When Jesus and Peter walked along the shore, it felt a simpler world, than it feels today. Old certainties do not seem to apply anymore: jobs and mortgages and relationships are all hard to come by. Yet God still engages with us and wants us to take a walk into the wilderness and meet the one true friend we have been trying to avoid for so long. When we do, he will ask us for a commitment, and it will be uncomfortable. It will mean sometimes moving into the unknown, which is just as uncomfortable as the world’s woes. Jesus told his friends that it could even mean keeping a secret. It will certainly remind us of our commitment to the hungry, the starving, the deprived, and the oppressed.

We like to think that we have chosen our own commitments, that we are in control of our own lives. Time and time again, God reminds us how foolish we are to think that. He still calls us out of the daily round, and makes demands upon us that we feel he has no right to expect. Peter’s family probably thought he was mad: Jesus’s family certainly found him difficult, but the commitment was inescapable and absolute.

It’s the difference between involvement and commitment: there were a hen and a pig who set up a business selling bacon and egg butties. The hen was involved, but the pig was committed.

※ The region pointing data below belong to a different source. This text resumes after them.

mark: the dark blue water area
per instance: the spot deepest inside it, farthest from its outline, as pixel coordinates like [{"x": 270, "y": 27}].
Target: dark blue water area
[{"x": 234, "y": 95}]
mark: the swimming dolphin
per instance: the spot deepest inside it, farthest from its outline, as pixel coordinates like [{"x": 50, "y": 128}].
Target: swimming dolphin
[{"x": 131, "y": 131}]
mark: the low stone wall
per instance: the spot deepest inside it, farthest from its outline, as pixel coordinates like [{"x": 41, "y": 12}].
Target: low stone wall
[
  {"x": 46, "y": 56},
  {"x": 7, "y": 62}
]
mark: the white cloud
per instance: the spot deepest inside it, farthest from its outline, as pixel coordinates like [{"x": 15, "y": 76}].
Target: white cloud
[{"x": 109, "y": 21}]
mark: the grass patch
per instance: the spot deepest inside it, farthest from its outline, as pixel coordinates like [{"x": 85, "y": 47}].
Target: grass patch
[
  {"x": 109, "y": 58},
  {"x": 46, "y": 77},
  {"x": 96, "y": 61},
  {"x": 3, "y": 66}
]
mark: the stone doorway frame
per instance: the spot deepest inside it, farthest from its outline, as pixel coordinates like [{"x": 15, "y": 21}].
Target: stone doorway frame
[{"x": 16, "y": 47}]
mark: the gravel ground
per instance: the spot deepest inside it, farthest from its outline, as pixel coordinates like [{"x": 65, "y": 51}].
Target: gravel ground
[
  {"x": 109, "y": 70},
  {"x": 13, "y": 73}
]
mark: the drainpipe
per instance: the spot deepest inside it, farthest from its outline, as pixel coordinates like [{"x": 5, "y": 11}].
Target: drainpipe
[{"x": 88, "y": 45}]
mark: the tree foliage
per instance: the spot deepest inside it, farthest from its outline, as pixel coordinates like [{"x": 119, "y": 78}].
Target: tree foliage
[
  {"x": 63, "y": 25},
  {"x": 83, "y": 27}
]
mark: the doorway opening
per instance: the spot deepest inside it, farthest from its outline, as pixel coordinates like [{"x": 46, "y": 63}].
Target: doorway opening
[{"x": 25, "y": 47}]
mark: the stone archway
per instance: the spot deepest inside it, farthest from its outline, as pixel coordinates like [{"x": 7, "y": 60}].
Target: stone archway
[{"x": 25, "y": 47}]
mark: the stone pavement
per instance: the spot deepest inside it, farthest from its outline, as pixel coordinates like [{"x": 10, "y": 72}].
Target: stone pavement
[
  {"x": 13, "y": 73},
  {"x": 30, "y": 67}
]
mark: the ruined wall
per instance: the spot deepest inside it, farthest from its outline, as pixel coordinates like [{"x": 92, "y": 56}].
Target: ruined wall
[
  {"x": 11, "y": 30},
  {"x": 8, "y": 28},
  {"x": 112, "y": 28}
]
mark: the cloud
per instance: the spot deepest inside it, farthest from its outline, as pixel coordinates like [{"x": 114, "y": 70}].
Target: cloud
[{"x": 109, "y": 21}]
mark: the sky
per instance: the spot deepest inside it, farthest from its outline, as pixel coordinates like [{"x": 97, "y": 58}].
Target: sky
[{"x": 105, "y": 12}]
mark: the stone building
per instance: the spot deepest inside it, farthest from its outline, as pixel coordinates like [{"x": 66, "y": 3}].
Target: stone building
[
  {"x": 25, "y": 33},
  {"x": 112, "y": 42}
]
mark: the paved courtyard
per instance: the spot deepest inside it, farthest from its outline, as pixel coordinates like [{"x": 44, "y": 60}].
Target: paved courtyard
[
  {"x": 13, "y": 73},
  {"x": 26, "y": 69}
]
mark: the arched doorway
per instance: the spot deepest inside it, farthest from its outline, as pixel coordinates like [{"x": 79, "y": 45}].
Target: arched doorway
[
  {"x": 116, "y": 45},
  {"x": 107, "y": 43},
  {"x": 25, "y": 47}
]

The holiday season’s nearly over, so where do we go from here? We can’t sit back this week – or any other week – and simply leave it to the politicians, the bankers, the media, or even the police, to decide how justice is dispensed, right and wrong recognised, the starving fed, and our neighbours, in whatever part of the world, set free to be the people God wants them to be. The kingdom requires our commitment, and Peter was chosen as a key-holder that day in Caesarea: Simon the Rock. God has shown his commitment to us, today focussed upon Deacon, and calls us to show our commitment to him. It is from the commitment of our ancestors in the faith that we have learnt the commitment that is asked of us, and from which we can take no holiday. Whether you are in Bournemouth or Disneyland, Rome or Caesarea, the demand to open your eyes to the presence of the risen Christ, and the call to open your ears to the words of the gospel is equally insistent. It makes fishers of men out of simple fishermen, and changes Simons into Peters.